Upper Edge Baptist Church is located on Dewsbury Road. The church traces its history to "Rossendale Church", which consisted of many Independent congregations located across the Rossendale Valley. Individual congregations became separate churches by about 1720. In 1837 a non-sectarian Sunday School was founded at Elland Edge, and the first school was built in 1841. The Upper Edge Church as founded on 19 October 1863.

==Sport==
The cricket club in Rastrick, Rastrick Cricket Club, is found next to Round Hill, the highest point in Rastrick. Round Hill is a popular playing area for children in the area. A second cricket club, Badger Hill Cricket Club, formerly New Road Cricket Club, played on the field off New Hey Road.

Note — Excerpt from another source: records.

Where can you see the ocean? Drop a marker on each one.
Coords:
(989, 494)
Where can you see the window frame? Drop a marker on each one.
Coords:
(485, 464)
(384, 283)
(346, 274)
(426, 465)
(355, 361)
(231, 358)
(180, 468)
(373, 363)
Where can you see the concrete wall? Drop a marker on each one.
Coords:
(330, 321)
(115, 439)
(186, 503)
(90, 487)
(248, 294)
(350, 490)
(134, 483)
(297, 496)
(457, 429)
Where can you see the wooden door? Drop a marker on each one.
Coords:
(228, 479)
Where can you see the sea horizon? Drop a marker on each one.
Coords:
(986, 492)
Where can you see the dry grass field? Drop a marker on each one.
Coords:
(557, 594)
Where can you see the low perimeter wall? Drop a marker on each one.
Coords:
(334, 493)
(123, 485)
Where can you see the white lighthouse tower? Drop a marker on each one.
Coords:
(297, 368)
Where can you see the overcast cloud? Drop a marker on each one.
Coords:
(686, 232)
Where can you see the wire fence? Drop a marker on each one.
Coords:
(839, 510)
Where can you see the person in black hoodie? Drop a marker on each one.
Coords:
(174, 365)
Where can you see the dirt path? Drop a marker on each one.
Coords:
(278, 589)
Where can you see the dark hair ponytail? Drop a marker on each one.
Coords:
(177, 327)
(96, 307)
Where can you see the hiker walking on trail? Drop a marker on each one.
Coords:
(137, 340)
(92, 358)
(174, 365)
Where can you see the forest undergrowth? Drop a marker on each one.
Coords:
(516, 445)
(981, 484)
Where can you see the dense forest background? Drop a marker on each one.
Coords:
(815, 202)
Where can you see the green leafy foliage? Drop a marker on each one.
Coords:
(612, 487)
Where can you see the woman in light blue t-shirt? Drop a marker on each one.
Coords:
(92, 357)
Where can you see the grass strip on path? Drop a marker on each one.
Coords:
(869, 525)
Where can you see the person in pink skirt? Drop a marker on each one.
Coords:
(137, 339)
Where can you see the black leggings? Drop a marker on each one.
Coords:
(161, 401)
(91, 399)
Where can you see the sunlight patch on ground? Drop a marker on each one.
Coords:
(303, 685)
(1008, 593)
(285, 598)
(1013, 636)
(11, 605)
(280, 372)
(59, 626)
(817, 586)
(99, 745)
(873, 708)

Rastrick Bowling Club is situated at the bottom of Toothill Bank which has many local bowling teams and entertainment nights, and is also a good venue for parties. Rastrick Constitutional Club (also known as Top Club) has been situated on Church Street since 1886 and is known for its snooker teams.

==Notable people==
Rastrick was the birthplace of religious writer Margaret Barber who wrote under the pseudonym Michael Fairless, and of the eccentric inventor Wilf Lunn.

Acclaimed travel writer, photographer, and adventure motorcyclist Christopher Paul Baker attended Rastrick Grammar School (1966–73).

1997 winner of the Nobel Prize in Chemistry, John Ernest Walker (born 1941), also attended Rastrick Grammar School (1952–59).